Tuesday, April 03, 2007

Eat This In Remembrance Of Me (...then brush your teeth!)

Do you remember the artist Cosmio Cavallaro? He's the guy that covered a motel room with melted cheese. Not an action that I personally understand or relate to, but that's fine. I can respect without understanding. Well, Mr. Cavallaro has presented the public with a life sized, anatomically accurate sculpture of Jesus, the human manifestation of the Christian deity, also referred to as "the Son of God" and "Jesus Christ," and recognized by Christians as the Messiah prophesied by the ancient Jewish seers. Follow any of the links in this blog to check out the sculpture.

Now, from an aesthetic point of view, I find the "My Sweet Lord" sculpture far more satisfying than cheese covered architecture. The form of the sculpture seems (from the pictures at least) to be quite elegant and is by no means disrespectful. For some reason, though, many are taking offense at the idea that it is made of chocolate.

What? How can people be offended by a representation of Jesus made from a substance that is loved, revered and consumed by so many of us! They say it is disrespectful. And I do not understand that.

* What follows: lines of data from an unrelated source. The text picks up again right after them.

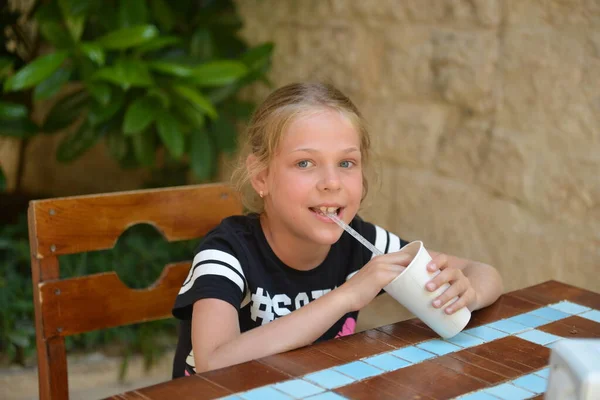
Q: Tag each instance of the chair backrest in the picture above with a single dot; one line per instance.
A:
(79, 224)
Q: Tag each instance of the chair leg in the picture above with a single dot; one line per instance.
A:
(53, 382)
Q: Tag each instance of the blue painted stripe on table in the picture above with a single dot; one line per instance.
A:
(544, 372)
(507, 391)
(509, 327)
(570, 308)
(464, 340)
(265, 393)
(298, 388)
(358, 370)
(486, 333)
(438, 347)
(387, 362)
(549, 313)
(593, 315)
(530, 320)
(531, 382)
(329, 379)
(539, 337)
(326, 396)
(478, 396)
(412, 354)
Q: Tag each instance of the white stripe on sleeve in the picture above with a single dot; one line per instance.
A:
(214, 268)
(394, 243)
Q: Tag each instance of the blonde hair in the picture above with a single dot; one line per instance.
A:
(270, 121)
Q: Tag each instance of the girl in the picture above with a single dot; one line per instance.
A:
(285, 276)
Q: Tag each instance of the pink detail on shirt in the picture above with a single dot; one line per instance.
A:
(348, 328)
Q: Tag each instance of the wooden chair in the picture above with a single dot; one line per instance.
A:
(94, 222)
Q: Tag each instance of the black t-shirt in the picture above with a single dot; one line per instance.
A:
(235, 263)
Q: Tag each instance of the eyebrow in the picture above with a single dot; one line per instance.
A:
(309, 150)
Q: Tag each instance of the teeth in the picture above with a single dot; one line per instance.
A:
(328, 210)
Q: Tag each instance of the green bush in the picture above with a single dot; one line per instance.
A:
(147, 76)
(138, 257)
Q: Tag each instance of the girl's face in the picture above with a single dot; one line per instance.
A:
(317, 167)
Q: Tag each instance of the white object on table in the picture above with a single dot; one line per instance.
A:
(574, 370)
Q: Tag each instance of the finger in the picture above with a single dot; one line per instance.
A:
(456, 289)
(438, 262)
(448, 275)
(398, 258)
(463, 301)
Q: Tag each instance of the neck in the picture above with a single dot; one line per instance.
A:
(292, 251)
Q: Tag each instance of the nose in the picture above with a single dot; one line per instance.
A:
(329, 180)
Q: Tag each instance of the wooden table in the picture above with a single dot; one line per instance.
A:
(506, 357)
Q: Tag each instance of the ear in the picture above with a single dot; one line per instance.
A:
(258, 179)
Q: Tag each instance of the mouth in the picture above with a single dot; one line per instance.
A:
(324, 211)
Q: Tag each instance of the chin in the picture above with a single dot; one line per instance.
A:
(328, 238)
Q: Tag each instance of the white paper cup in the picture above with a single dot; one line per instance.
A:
(408, 289)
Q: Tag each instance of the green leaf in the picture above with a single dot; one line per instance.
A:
(76, 7)
(6, 64)
(100, 92)
(74, 144)
(140, 114)
(20, 128)
(224, 134)
(160, 95)
(48, 11)
(171, 134)
(126, 73)
(197, 99)
(201, 44)
(163, 14)
(218, 73)
(56, 34)
(189, 113)
(116, 144)
(157, 43)
(73, 12)
(171, 68)
(132, 13)
(52, 85)
(10, 111)
(128, 37)
(35, 72)
(144, 147)
(65, 111)
(238, 109)
(75, 25)
(99, 113)
(94, 52)
(202, 156)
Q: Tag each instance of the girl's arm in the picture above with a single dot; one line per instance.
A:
(482, 287)
(217, 341)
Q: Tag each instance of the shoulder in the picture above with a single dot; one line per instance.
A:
(383, 239)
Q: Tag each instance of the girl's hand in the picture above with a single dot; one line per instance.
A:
(460, 285)
(370, 279)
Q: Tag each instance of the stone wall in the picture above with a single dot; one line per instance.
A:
(485, 116)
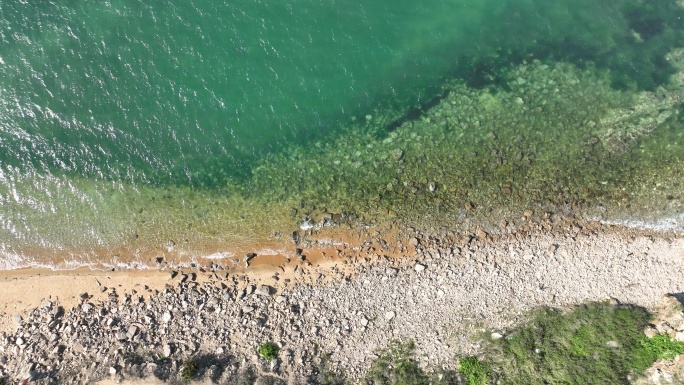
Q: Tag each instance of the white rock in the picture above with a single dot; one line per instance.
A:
(264, 290)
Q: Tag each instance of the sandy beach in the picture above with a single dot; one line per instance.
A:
(348, 295)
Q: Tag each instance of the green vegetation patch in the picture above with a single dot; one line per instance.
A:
(593, 344)
(268, 351)
(475, 371)
(396, 365)
(661, 346)
(189, 370)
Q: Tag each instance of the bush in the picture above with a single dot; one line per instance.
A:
(572, 347)
(662, 347)
(188, 370)
(475, 372)
(268, 351)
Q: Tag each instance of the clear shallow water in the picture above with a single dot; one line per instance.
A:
(129, 129)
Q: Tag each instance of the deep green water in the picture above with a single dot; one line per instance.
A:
(184, 122)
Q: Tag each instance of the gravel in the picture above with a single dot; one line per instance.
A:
(435, 299)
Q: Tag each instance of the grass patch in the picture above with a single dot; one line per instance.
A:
(573, 347)
(397, 365)
(661, 346)
(268, 351)
(475, 371)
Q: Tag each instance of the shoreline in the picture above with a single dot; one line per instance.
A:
(346, 305)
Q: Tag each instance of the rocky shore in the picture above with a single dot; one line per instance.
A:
(453, 288)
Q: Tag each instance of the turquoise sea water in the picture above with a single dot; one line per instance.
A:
(129, 127)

So, we get into some art theory here. Mr. Cavallaro seems to have succeeded in getting many slow witted Americans to consider an issue that would have either bored them or zoomed right past them if addressed in a more theoretical way, and that is the impact and validity of conceptual art. An art form that depends on the idea as much as the execution or artifacts that remain after the art has taken place. In this case, it is not the artist's ability to create a likeness or to elicit an emotional response via shape, form, texture, color, but to pull that response from the idea of the materials used to create it.

So, to those who are offended, perhaps it is the idea that there is a depiction of their deity created out of a sweet and desirable treat that, in recent months, has been shown to have positive effects on human health in the form of antioxidants. Sheesh! Talk about hard to please!!!

What really confuses me, though, is the reactions of those interviewed about the sculpture. They were largely offended by the idea that it was made of chocolate, which I've commented on, but many felt it necessary to say to the interviewer that they wouldn't eat any of the chocolate.

The wouldn't eat the chocolate. Hmmm... Now, I know that from time to time, when looking at a painting by Renoir that I am tempted to go up and lick the surface because his reds look like cherry and strawberry candy and the greens and blues are most definitely spearmint and peppermint, but this is something completely different. These are people who worship a god that manifested itself as a human male, who was said to have lived as a human with all of the ups and downs, but maintained his divinity and, through some machination of logic determined that his own death would "atone for the sins of mankind."

Yikes.

What is more is that he, before he arranged his own arrest, for which, by the way, his associate, assistant and confidant was, until recently, blamed for betrayal and marked as a traitor rather than the faithful and strong servant that he was; this Jesus Christ, before he was taken away to be executed, he instituted a ritual, a sacrament, if you will, of symbolic cannibalism. He broke bread and told his followers that it was his body. He passed a cup of wine and told them that it was his blood. He told them to eat and drink in order to remember him. Some of the Christian sects out there actually believe in this thing called transubstantiation - this notion that after the bread and wine are blessed by the appropriate holy man, the bread actually turns into flesh and the wine actually turns into blood. And these Christians consume it. They eat their God! Except, of course, when their God is represented in chocolaty sweet goodness.

This is just insane.

So, I tip my hat to you, Cosimo Cavallaro! You've ruffled some feathers, sure, but you've focused some attention on our human foibles - and that is commendable.

....and then there is the giant Barack Obama Jesus with the neon halo.....


CNN Article
CNBC Article

2 comments:

Anonymous said...

My dear sir , I do belive in a former life you were a friend of mine. Jackie

Stuart Dummit said...

Truly Ma'am? In a former life? I, according to records of unreliable nature, have had many lives in this single incarnation (you know, the whole 'we change as we get older' routine which, as I continue to age I take more and more issue with, but that is another subject all together!) So give me a clue as to which one you are making reference. Perhaps the awkward days of youth?